The Path to FreedomJanuary 19, 2013
We seem to be experiencing a brief cultural moment, in cinema, at least, to look back at slavery. Lincoln and Django Unchained at least, take place in a six-year period where people enslaved each other with all the brutality that involved (Django) and orated on the moral imperative of doing so, or not doing so (Lincoln).
For me, of course, it is a pleasure to imagine, as writer Tony Kushner did, that a mathematical education had something to do with finding the moral clarity required to do the right thing, as in this pivotal scene in the movie.
For centuries, learning Euclid was considered essential for the proper development of the mind, his axiomatic take on geometry the cornerstone of logical thought, argument, and for some, even morality. (Plato famously wrote “Let none who have not studied mathematics enter here,” on his University, and advocated for the study of geometry as a pathway to understanding “the Good.”) And at its best, I do believe true mathematical experiences can lay a foundation that allows us to imagine what is possible beyond the ethical blindness of our own time.
How often it actually serves that purpose is another question. I don’t know if I’m ready to argue that mathematicians are more moral than anyone else.
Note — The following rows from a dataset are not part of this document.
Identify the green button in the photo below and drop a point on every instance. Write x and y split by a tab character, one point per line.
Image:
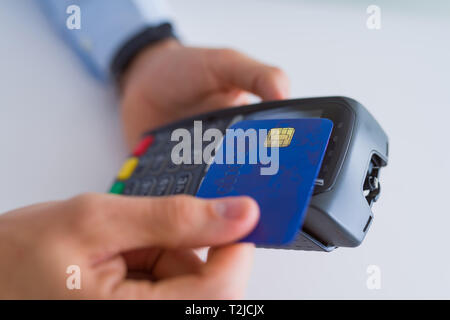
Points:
117	188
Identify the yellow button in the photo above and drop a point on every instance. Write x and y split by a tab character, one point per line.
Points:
127	169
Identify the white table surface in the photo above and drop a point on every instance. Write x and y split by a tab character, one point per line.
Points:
60	131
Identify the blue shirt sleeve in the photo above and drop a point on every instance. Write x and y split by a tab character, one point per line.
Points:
105	26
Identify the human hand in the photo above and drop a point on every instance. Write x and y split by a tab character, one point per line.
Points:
127	248
169	81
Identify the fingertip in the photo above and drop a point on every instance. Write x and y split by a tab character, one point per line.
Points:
238	208
274	85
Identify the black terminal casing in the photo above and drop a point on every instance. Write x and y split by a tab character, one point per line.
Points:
339	213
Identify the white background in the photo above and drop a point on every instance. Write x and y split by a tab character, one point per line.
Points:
60	132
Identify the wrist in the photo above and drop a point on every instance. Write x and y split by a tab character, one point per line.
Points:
147	37
146	54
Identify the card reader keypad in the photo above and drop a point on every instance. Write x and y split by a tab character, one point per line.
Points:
150	170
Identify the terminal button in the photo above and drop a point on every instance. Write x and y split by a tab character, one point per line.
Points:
143	146
127	169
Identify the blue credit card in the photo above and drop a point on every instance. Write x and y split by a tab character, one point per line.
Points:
278	169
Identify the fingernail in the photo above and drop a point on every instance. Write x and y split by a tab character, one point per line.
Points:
231	208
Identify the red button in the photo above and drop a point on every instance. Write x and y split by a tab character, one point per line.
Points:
142	147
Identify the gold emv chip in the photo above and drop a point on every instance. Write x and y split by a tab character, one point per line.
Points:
279	137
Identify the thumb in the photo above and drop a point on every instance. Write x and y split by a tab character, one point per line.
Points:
174	222
233	68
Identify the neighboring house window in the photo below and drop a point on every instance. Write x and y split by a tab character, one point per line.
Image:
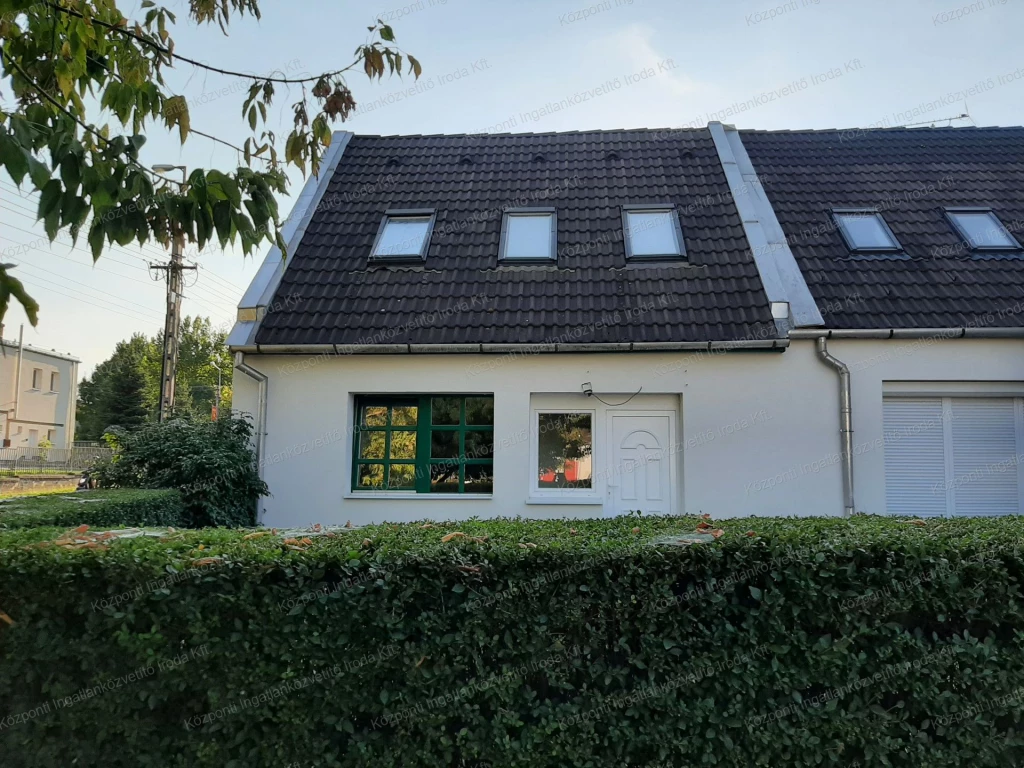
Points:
864	229
564	451
982	229
403	235
652	232
953	456
424	443
528	235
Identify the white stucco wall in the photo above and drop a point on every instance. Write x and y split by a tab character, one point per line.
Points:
759	431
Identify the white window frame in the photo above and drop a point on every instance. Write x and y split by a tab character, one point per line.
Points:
676	226
996	221
945	395
404	213
592	495
839	213
552	215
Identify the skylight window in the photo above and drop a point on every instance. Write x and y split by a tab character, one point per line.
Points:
528	235
652	232
865	230
982	229
403	235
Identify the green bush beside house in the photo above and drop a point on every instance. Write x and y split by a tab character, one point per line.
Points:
800	642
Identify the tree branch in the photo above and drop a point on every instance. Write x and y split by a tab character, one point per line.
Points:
42	91
167	51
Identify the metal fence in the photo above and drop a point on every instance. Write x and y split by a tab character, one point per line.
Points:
49	461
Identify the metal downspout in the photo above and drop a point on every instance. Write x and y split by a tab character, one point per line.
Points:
845	422
261	380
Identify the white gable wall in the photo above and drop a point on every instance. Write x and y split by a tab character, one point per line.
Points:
759	432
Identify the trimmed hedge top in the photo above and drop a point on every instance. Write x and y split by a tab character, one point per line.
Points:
801	643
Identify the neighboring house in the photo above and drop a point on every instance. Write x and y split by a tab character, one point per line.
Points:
668	321
38	396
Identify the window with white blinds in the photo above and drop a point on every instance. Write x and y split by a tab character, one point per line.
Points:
953	456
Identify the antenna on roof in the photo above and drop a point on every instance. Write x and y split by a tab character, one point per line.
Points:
932	123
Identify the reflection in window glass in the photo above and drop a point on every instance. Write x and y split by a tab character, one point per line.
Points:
479	478
443	444
865	231
527	236
401	476
480	411
652	232
402	236
444	411
444	477
371	476
372	444
375	416
402	444
403	416
982	229
564	451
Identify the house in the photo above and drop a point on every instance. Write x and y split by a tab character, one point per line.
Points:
38	395
692	321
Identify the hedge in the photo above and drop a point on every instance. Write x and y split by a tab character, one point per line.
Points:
801	642
95	508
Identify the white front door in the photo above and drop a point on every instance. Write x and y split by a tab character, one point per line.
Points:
641	475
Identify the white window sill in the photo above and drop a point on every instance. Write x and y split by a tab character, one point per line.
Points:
594	501
415	496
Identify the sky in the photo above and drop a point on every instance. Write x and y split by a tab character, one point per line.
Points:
524	66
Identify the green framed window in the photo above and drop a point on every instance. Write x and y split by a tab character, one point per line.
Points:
430	443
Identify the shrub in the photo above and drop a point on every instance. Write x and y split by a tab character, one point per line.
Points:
94	508
809	642
211	463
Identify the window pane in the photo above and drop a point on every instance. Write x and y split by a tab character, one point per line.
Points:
372	444
479	478
374	416
444	410
371	476
479	444
983	229
865	230
402	237
443	444
480	411
652	232
402	443
444	478
564	451
528	236
401	477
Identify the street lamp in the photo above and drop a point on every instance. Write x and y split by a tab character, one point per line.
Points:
175	289
217	418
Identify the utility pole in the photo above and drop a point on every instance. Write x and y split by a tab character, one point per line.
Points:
172	321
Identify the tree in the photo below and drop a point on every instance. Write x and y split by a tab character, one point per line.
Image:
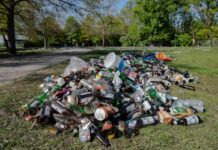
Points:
72	30
8	8
3	28
99	9
151	21
51	32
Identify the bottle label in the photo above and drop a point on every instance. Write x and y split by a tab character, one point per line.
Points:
132	124
192	120
130	108
148	120
146	105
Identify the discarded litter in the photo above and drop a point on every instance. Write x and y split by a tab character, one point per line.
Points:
113	96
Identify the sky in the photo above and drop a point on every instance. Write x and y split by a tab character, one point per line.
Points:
120	4
117	6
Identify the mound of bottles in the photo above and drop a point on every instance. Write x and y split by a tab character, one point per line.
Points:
113	96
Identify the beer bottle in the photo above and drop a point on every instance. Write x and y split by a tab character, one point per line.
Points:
191	120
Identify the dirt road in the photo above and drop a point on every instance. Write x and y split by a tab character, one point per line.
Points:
16	67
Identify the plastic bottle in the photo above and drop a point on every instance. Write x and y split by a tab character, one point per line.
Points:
149	108
145	121
196	104
191	120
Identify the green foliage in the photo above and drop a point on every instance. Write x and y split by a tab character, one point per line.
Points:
72	31
150	23
183	40
29	44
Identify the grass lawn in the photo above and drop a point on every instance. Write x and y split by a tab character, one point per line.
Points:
15	133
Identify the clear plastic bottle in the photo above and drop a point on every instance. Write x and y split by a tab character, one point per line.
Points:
196	104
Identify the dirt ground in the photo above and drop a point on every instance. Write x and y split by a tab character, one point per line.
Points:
17	67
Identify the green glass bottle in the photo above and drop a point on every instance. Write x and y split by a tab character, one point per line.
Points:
77	108
152	93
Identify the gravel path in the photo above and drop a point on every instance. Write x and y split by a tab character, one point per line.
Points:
16	67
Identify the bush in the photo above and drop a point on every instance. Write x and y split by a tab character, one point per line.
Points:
183	40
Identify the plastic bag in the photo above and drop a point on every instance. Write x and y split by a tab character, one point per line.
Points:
76	64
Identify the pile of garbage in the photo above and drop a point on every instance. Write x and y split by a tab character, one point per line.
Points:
113	96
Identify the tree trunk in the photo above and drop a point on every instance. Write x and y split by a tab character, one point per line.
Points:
45	37
5	41
11	31
103	40
45	42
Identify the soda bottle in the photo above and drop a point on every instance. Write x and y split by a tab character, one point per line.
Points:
77	108
196	104
191	120
148	107
145	121
99	136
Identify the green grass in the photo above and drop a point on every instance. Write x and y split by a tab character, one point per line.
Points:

Serendipitously, after I saw these two movies, I came across a powerful portrait of an escape from slavery and rise to becoming the towering figure he became in American history. I was reading Carl Sagan’s paean to science and skepticism, The Demon-Haunted World, which is quite good, if occasionally a bit longwinded; in chapter 21, he starts with the story of the slave boy Frederick Bailey struggling to learn the alphabet and eventually, with the help of the wife of the man who owned him, learning simple three- and four-letter words. When her husband found out, he chastised his wife, and—in Bailey’s presence!—said the following:
“A n***** should know nothing but to obey his master—to do as he is told to do. Learning would spoil the best n***** in the world. Now if you teach that n***** how to read, there would be no keeping him. It would forever unfit him to be a slave.”
[Since this is a family blog, I’ve blotted out the “n-word” in the passage above.]
And in that moment, Bailey saw the great secret: “I now understood… the white man’s power to enslave the black man. From that moment, I understood the pathway from slavery to freedom.” Bailey later escaped and changed his name to Frederick Douglass.
And here is the great truth of true education: it is the path to freedom. Learning unshackles the mind and opens the world. In the words of the slaveholder, learning “unfits” us to be slaves.
The hard question is, then, when do we see this kind of learning happen? Different lessons are taught in schools. For some, there is the elation and struggle of real learning; in others, the primary lesson is to obey, and schools shackle the mind rather than free it. Jean Anyon’s groundbreaking study of what is taught to kids of different social classes in schools should be a wake-up call to anyone paying attention. Ditto with Jonathan Kozol’s entire body of work, especially his bitter The Shame of a Nation (I haven’t read it, but I heard him speak about it when he was in Seattle some years ago), which underlines the shocking fact that schools are more segregated now than they were fifty years ago, when Kozol started writing.
There is no doubt in my mind about the power of education to lead us to freedom. It is the path to freedom. Paradoxically, we may sometimes resist this freedom, but real learning is too potent and too seductive not to win out in the end. As Douglass wrote about his experience of teaching other slaves, “Their minds have been starved… they had been shut up in mental darkness. I taught them, because it was the delight of my soul.”
The delight of my soul. That’s what teaching can feel like. That’s what learning does feel like.
(By the way, if you want to see a brilliant moment in acting and direction, take a look at Daniel Day-Lewis as Lincoln again, and note the pause around 20 seconds in… “In his book… mmmm”. What’s happening in the mind of the character? He’s connecting Euclid’s “self-evident” first axiom, that two things that are equal to the same thing are equal to each other, with the Declaration of Independence’s opening salvo, “We hold these truths to be self-evident, that all men are created equal.” A great moment.)